# Upgrade #3 on my tablesaw dust collection



## thegrgyle (Jan 11, 2011)

In the past i have made a few modifications to my table saw in this thread and this one as well... unfortunately i still wasn't satisfied with the dust collection. It contianed the dust quite well, but still didn’t remove most of it, and i was worried that if i didn't clean out the motor compartment of the residual built up sawdust on a regular basis, My laziness would impact the performance of the TS motor.

Then it dawned on me that i read somewhere online (perhaps, bill pentzs , theins website, or even on this forum) that true effective dust collection requires 2 types of dust collection... one that is Low Velocity High Volume (LVHV), and one that is HIgh Velocity Low Volume (HVLV). Most DC are the first LVHV, while shop vacs are the second HVLV. So... i decided to try to hook up my shop vac (with a mini cyclone separator on it) to my TS, to try to get rid of the dust at its source, right at the blade.

When I purchased my TS a long time ago, i also bought a DC cover that covers the blade, and that cover screwed onto the TS blade housing... after its installed, it formed a circular tube, that you could attach a hose to for DC. I originally tried just using this, I still got alot of sawdust under the TS, leading to my first previously mentioned upgrade. 









So i decided to drill a hole thru the sidewall of my TS enclosure, so that i can run a hose from my shop vac to hookup directly to the TS blade enclosure.
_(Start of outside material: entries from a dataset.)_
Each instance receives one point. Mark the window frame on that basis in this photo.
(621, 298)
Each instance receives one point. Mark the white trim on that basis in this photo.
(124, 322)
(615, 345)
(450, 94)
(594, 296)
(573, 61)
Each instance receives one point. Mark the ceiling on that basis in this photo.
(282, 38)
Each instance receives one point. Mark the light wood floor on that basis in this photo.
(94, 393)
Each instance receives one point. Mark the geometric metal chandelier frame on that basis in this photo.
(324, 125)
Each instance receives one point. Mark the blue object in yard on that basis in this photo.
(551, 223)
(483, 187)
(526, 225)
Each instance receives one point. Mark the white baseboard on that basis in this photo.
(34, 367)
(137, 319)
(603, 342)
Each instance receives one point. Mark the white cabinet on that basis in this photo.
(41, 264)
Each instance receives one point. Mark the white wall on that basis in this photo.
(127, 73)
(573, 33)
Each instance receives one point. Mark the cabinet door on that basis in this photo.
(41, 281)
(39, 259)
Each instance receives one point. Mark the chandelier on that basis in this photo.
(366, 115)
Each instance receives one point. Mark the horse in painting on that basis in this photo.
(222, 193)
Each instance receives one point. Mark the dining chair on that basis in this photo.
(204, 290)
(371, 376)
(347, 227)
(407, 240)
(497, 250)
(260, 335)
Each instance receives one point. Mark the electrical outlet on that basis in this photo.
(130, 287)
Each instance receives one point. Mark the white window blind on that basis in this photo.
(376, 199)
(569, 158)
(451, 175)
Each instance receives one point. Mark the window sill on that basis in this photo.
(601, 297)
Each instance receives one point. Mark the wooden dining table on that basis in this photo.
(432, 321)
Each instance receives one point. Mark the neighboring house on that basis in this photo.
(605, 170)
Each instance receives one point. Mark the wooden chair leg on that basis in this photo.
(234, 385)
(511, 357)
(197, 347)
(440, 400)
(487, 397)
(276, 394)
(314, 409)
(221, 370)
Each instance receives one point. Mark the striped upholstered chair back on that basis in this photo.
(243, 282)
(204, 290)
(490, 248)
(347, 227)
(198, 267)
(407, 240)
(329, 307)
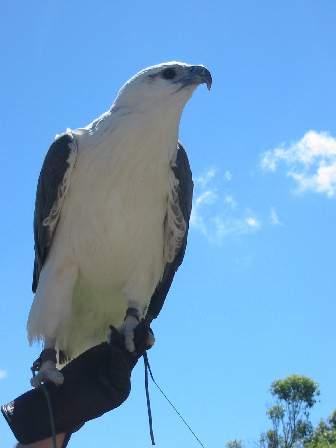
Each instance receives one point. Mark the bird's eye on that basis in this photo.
(169, 73)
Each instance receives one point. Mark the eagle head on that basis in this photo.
(161, 86)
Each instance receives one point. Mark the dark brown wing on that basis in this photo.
(52, 187)
(185, 192)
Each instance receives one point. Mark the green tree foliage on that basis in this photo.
(234, 444)
(291, 427)
(324, 435)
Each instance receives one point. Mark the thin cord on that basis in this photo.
(149, 410)
(147, 366)
(51, 415)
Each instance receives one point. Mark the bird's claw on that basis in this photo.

A couple of PVC elbows helped make that connection.









Then I managed to put my shop vac with cyclone separator under my TS wing, and run the hose... 









Well, i must say, that when both, my DC and shop vac are running, it does a great job at collecting the sawdust that comes into the TS housing area. I still want to come up with a way to collect the dust that comes off the wood, over the top, as the blade is spinning, but i think that will be too much effort for now.

Obviously, I had to remove my motor from the back of the saw to take those inside pics...


----------